GÜRKUT ACAR (Devamla) - Evet, "Ebedi şef, millî şef faşizmi vardır" tutanak yanımda.
MEHMET METİNER (Adıyaman) - Sizin CHP'li arkadaşlar söyledi.
ÜMİT ÖZGÜMÜŞ (Adana) - Hâlâ laf atıyorsun, utanmadın mı! Geç arkaya otur. Utanmıyor musun!
GÜRKUT ACAR (Devamla) - Değerli arkadaşlar, bu? Bakınız, ben, müsaade ederseniz bu vesileyle bu konuyla ilgili görüşlerimi de fazla sabrınızı zorlamadan anlatmak istiyorum.

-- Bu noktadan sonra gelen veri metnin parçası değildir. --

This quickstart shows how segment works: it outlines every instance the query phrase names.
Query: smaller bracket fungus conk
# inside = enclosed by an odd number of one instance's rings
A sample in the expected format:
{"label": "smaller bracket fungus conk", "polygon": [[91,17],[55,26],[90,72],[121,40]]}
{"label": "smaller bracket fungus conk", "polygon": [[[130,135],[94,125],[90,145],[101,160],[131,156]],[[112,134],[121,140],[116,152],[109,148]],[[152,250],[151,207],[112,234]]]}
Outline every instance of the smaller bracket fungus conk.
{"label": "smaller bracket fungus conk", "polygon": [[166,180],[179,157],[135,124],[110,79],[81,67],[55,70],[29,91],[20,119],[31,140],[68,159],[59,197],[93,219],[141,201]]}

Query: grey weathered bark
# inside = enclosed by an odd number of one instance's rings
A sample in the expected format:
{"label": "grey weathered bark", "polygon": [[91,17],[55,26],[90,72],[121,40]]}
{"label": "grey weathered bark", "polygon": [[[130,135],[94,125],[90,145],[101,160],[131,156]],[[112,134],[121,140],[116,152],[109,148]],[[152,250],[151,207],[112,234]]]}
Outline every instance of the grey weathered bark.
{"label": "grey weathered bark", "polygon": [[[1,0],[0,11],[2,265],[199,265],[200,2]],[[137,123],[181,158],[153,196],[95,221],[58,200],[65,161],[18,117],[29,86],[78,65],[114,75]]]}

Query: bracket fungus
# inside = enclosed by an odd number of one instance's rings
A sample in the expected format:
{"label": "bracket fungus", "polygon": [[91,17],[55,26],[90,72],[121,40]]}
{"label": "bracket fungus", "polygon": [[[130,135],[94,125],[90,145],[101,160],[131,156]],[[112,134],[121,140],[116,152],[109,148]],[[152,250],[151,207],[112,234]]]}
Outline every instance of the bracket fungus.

ÜMİT ÖZGÜMÜŞ (Adana) - Hiç utanmıyor musun! Sende utanma olsa böyle söylemezsin.
GÜRKUT ACAR (Devamla) - Değerli arkadaşlarım, faşizmin ne olduğu konusuna bir bakalım. Evet, buna itirazı yapacağınızı biliyordum?
MUSTAFA ELİTAŞ (Kayseri) - Sayın Başkan, CHP Grubundan benim Grubuma laf atılıyor, lütfen buna müdahale ediniz.
ÜMİT ÖZGÜMÜŞ (Adana) - O da oradan laf atıyor, rahat durmuyor.
MUSTAFA ELİTAŞ (Kayseri) - Sayın Başkan lütfen müdahale ediniz.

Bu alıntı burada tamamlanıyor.